In August, Customs will deploy the new Vehicle Face System at the Mexico border

According to a Customs spokesperson, the purpose of the project will be “to evaluate capturing facial biometrics of travelers entering and departing the United States and compare those images to photos on file in government holdings.”

The new pilot is the result of years of effort by Customs and Border Protection to develop a camera capable of recognizing faces through the windshield of a car, a long-standing challenge for facial recognition systems. The project is part of the broader Biometric Exit program, which seeks to physically verify visa-holders’ identities as they leave the country. The largest arm of that program has been the installation of facial recognition systems at airports, which are currently being piloted in New York, Los Angeles, and six other major cities. Enforcing biometric exit at land borders has been more challenging, but customs officials hope that more sophisticated cameras could allow similar facial recognition systems to be used at land borders.
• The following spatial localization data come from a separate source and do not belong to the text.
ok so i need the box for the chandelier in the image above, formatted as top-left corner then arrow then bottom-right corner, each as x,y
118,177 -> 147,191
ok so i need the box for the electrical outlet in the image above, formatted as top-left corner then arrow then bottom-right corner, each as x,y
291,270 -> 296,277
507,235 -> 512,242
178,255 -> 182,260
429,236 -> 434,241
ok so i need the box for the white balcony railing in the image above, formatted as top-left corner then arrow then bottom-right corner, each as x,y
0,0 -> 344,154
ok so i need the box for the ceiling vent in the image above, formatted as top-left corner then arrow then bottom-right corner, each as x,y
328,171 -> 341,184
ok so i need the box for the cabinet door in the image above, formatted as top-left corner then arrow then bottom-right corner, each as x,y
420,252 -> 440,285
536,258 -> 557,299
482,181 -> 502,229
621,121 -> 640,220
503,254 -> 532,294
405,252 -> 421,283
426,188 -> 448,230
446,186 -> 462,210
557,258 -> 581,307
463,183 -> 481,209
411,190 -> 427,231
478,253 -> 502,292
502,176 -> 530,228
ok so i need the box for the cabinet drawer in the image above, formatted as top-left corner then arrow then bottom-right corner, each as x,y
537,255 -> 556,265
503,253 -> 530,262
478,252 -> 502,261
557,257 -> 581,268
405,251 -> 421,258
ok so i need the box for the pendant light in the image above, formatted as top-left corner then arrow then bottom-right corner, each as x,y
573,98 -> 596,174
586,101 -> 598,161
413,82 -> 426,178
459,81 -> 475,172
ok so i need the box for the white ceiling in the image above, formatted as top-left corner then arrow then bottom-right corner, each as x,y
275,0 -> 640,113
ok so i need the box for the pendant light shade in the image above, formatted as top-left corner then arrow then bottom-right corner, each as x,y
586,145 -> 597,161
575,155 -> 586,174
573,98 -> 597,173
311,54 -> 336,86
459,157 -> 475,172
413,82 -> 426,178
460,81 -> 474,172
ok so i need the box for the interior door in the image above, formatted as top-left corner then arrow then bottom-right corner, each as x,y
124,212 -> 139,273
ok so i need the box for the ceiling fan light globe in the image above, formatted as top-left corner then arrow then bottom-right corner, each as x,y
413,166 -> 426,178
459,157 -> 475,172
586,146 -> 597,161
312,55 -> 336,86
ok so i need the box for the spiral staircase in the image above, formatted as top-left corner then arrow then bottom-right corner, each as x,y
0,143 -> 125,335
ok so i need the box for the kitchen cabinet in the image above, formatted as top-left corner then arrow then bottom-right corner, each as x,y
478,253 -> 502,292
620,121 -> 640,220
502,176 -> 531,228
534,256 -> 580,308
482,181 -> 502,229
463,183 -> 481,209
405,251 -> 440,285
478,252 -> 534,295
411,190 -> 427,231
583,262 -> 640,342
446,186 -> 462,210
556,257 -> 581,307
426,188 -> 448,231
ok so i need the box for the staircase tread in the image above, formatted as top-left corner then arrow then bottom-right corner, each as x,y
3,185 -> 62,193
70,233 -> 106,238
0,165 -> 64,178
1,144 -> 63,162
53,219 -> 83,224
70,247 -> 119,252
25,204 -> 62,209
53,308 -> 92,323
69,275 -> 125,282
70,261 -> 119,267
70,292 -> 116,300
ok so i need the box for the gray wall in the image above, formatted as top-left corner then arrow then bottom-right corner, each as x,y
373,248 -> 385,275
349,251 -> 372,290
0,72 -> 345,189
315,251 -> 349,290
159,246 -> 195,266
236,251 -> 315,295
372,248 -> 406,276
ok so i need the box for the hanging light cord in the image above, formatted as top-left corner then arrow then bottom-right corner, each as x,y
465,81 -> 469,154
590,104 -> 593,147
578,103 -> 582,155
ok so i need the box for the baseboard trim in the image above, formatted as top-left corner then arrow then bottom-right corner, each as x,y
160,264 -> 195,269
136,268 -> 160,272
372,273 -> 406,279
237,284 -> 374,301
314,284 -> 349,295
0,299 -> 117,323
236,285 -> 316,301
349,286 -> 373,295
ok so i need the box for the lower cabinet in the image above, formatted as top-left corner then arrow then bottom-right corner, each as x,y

Tests related to the new camera have been underway since 2016, initially in collaboration with Oak Ridge National Labs in Tennessee. Documents obtained by The Verge through a Freedom of Information Act request show that Oak Ridge performed tests at two border crossings in connection with the project: first at Nogales, Arizona from November 14th to 17th, then at and Anzalduas, Texas, from January 9th to 13th. The tests, which have never been publicly revealed, collected images and video from roughly 1,400 vehicles at each crossing. The images were analyzed for their suitability for facial recognition, but officials say they weren’t shared with Customs or otherwise used for identification.
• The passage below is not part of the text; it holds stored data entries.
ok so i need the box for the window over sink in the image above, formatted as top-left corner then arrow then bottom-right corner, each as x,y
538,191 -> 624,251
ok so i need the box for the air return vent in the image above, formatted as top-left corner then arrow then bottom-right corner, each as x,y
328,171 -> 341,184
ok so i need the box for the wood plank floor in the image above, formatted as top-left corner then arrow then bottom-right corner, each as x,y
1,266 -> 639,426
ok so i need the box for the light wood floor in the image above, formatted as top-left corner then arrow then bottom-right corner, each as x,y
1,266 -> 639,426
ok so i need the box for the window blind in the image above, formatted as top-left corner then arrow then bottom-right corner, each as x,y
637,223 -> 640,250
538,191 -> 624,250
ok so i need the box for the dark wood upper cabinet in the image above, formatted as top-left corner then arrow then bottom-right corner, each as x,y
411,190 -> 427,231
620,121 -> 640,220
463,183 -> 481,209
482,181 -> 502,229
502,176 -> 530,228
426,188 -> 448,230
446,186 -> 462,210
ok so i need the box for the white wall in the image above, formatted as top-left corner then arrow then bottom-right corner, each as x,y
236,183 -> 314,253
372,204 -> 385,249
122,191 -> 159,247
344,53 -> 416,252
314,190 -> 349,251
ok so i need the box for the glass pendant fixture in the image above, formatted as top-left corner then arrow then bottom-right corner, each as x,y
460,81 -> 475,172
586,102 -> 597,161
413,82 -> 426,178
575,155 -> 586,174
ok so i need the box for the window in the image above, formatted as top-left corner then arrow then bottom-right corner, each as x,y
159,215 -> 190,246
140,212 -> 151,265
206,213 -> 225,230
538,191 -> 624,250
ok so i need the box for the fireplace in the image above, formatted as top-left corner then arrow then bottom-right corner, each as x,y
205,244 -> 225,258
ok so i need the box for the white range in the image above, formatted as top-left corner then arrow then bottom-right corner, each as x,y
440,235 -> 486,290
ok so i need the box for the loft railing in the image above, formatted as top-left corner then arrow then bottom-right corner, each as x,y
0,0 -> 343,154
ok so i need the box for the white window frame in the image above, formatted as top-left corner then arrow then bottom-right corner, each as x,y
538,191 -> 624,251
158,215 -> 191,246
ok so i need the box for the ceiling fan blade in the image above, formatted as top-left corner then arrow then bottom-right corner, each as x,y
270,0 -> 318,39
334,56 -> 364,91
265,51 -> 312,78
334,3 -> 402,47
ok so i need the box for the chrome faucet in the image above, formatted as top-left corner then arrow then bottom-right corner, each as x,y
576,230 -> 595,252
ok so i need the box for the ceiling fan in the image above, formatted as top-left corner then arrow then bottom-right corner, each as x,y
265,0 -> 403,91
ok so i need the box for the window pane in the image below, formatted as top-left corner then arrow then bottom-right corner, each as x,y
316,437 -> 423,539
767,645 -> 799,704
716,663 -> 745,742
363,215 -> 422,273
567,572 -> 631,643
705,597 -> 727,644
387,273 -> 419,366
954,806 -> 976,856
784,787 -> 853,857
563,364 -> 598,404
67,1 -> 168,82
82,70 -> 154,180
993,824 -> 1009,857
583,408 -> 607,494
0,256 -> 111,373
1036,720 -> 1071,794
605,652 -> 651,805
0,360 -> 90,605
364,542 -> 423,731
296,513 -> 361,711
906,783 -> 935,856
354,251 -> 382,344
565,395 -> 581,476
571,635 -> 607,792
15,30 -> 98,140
“This is a way for the federal government to track people.”

The VFS project is based on plenoptic technology, which allows a single sensor to capture images at multiple focal lengths simultaneously, similar to the Lytro and other depth-field cameras. Traditional facial-recognition systems are often confused by the moving reflections in a car windshield, which make it difficult to isolate facial features. Researchers working on in-car recognition hope that the right focus would separate the driver from the reflections. In the 2016 tests, images were collected through conventional DSLR cameras set up for multiple focal lengths across both the visible and infrared spectra to simulate plenoptic capabilities.

The ad hoc nature of the tests also meant that data was collected with no particular scrutiny of more or less suspicious travelers. A report from the Nogales tests describes capturing the afternoon rush hour, “as people were leaving work, picking up children from school, and carrying out other daily routines.” Documents show that the ORNL researchers did obtain IRB approval, although images were collected under existing CBP authorities for data collection at the border, and drivers were not notified that the test was taking place.
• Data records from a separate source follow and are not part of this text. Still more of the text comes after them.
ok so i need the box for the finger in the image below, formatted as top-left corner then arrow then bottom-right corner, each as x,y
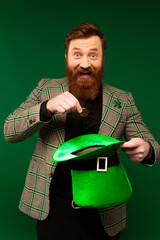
63,98 -> 78,112
124,149 -> 145,157
123,149 -> 145,161
55,105 -> 66,113
76,103 -> 83,113
122,147 -> 138,155
120,139 -> 139,149
65,92 -> 82,113
55,92 -> 76,113
59,101 -> 72,113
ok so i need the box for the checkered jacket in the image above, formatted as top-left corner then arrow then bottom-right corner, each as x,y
4,77 -> 160,236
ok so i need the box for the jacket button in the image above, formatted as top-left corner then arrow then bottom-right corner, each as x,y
49,172 -> 53,178
29,118 -> 36,124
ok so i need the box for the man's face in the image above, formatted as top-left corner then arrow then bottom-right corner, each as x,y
65,36 -> 104,100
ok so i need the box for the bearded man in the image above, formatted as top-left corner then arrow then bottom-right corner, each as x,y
4,23 -> 160,240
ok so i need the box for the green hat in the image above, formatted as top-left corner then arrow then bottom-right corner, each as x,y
52,134 -> 132,209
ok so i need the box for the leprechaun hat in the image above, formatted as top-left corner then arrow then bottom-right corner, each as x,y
52,134 -> 132,209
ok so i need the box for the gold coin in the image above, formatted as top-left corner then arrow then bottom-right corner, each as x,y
80,107 -> 89,117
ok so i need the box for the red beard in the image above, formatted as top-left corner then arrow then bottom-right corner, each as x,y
65,59 -> 104,100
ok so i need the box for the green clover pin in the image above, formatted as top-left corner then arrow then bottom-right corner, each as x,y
114,100 -> 122,108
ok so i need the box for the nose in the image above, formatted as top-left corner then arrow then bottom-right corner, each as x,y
80,56 -> 91,69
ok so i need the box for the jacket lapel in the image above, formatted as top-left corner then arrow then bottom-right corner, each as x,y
98,82 -> 125,137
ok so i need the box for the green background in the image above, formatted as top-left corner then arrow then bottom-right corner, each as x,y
1,0 -> 160,239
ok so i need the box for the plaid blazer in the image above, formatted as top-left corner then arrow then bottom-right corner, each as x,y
4,77 -> 160,236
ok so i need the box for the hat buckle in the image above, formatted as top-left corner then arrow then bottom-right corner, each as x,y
97,157 -> 108,172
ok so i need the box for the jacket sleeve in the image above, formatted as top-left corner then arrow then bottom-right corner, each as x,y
124,92 -> 160,166
4,79 -> 49,143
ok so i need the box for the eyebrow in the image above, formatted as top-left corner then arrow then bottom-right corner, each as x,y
90,48 -> 98,51
72,48 -> 98,51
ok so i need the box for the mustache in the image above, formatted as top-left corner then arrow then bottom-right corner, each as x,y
74,64 -> 96,71
73,65 -> 97,78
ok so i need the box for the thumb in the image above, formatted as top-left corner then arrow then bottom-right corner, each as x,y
76,102 -> 83,113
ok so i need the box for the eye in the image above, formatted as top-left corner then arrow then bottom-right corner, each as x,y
74,52 -> 81,58
90,53 -> 97,59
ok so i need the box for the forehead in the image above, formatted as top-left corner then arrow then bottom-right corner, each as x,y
68,36 -> 102,52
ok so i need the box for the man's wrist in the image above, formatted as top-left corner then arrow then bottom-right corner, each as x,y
141,142 -> 155,165
40,100 -> 53,122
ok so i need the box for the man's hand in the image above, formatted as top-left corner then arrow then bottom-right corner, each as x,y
120,138 -> 151,163
46,91 -> 82,115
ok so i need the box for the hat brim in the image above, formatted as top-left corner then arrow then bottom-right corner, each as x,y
52,134 -> 124,162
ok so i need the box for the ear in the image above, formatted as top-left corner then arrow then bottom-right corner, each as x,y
65,52 -> 67,59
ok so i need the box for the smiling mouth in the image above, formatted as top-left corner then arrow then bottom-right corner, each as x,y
80,71 -> 91,75
79,71 -> 91,78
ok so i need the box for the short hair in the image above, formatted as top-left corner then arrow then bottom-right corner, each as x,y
65,23 -> 107,57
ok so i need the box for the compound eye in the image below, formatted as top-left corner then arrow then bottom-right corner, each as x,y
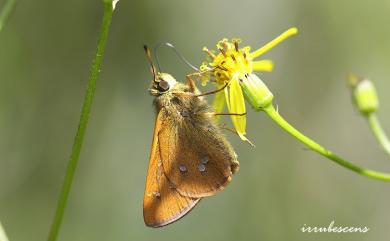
158,80 -> 170,91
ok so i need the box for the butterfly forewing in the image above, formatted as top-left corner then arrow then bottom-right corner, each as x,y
143,111 -> 200,227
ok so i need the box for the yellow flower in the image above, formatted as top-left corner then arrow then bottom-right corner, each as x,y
200,28 -> 298,142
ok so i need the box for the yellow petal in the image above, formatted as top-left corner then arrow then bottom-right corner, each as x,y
252,60 -> 274,72
212,89 -> 226,121
224,85 -> 230,111
250,27 -> 298,59
229,79 -> 247,140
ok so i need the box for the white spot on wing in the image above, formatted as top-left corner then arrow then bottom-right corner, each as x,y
201,156 -> 209,164
198,163 -> 206,172
198,156 -> 209,173
179,164 -> 187,173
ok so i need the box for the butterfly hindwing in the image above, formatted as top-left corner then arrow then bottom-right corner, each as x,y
158,103 -> 239,198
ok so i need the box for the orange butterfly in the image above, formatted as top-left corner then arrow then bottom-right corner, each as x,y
143,46 -> 240,227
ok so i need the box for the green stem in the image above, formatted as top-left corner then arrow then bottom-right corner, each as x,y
0,0 -> 17,32
47,2 -> 114,241
367,113 -> 390,157
0,221 -> 9,241
263,104 -> 390,181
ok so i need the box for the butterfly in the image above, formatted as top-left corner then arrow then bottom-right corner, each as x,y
143,46 -> 240,227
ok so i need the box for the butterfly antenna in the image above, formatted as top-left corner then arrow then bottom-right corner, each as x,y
154,42 -> 199,72
143,45 -> 157,81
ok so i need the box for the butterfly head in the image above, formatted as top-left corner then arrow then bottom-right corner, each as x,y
152,72 -> 177,95
144,45 -> 178,96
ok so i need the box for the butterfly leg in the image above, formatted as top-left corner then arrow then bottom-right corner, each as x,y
218,123 -> 255,147
193,83 -> 228,97
200,112 -> 246,119
185,75 -> 198,93
185,66 -> 218,93
214,112 -> 246,116
182,75 -> 227,97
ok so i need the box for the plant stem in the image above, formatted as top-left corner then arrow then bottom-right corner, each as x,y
47,2 -> 114,241
263,104 -> 390,181
0,221 -> 9,241
366,113 -> 390,157
0,0 -> 17,32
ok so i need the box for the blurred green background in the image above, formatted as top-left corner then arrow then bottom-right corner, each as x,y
1,0 -> 390,240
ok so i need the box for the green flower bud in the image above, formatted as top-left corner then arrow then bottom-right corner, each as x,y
349,76 -> 379,115
241,73 -> 273,110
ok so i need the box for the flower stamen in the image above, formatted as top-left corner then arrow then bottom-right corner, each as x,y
219,48 -> 227,57
234,42 -> 239,52
202,47 -> 216,59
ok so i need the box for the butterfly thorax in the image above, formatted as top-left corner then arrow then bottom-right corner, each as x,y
153,82 -> 211,124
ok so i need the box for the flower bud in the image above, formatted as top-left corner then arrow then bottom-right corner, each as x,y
240,73 -> 274,110
349,75 -> 379,115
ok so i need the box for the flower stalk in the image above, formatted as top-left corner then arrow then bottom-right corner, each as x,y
264,104 -> 390,182
0,0 -> 18,32
367,113 -> 390,157
47,1 -> 116,241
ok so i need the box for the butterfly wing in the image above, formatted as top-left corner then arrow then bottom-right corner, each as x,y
158,107 -> 239,198
143,110 -> 200,227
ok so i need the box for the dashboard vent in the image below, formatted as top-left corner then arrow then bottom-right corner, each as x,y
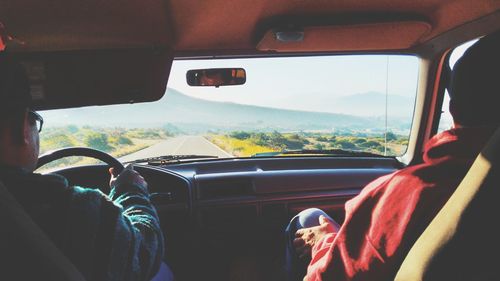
197,179 -> 254,199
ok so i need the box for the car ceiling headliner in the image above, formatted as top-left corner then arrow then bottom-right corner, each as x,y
0,0 -> 499,109
1,0 -> 499,53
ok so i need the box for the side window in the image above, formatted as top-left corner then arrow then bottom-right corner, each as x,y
437,39 -> 479,133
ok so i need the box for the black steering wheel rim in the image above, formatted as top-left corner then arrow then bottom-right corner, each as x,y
37,147 -> 125,173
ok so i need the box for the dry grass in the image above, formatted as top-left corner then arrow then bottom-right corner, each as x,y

The Vehicle Face System will go further than those tests, aiming to capture a facial recognition-ready image for every passenger in every car in both the inbound and outbound lanes. Those images will be matched against visa and passport photos already on file with CBP, verifying travelers before they even reach the turnstile. Still, it remains to be seen how well the system will function in practice and how widely it can be deployed.

The prospect of widespread in-car facial recognition has already raised concerns with civil liberties groups, who worry that it could open the door to more widespread surveillance. “This is a way for the federal government to track people – monitoring who goes where and what they do there,” said Mitra Ebadolahi, a staff attorney with the ACLU’s Border Litigation Project. “In a free society, we should all be able to safely live our lives without being watched and targeted by the federal government.”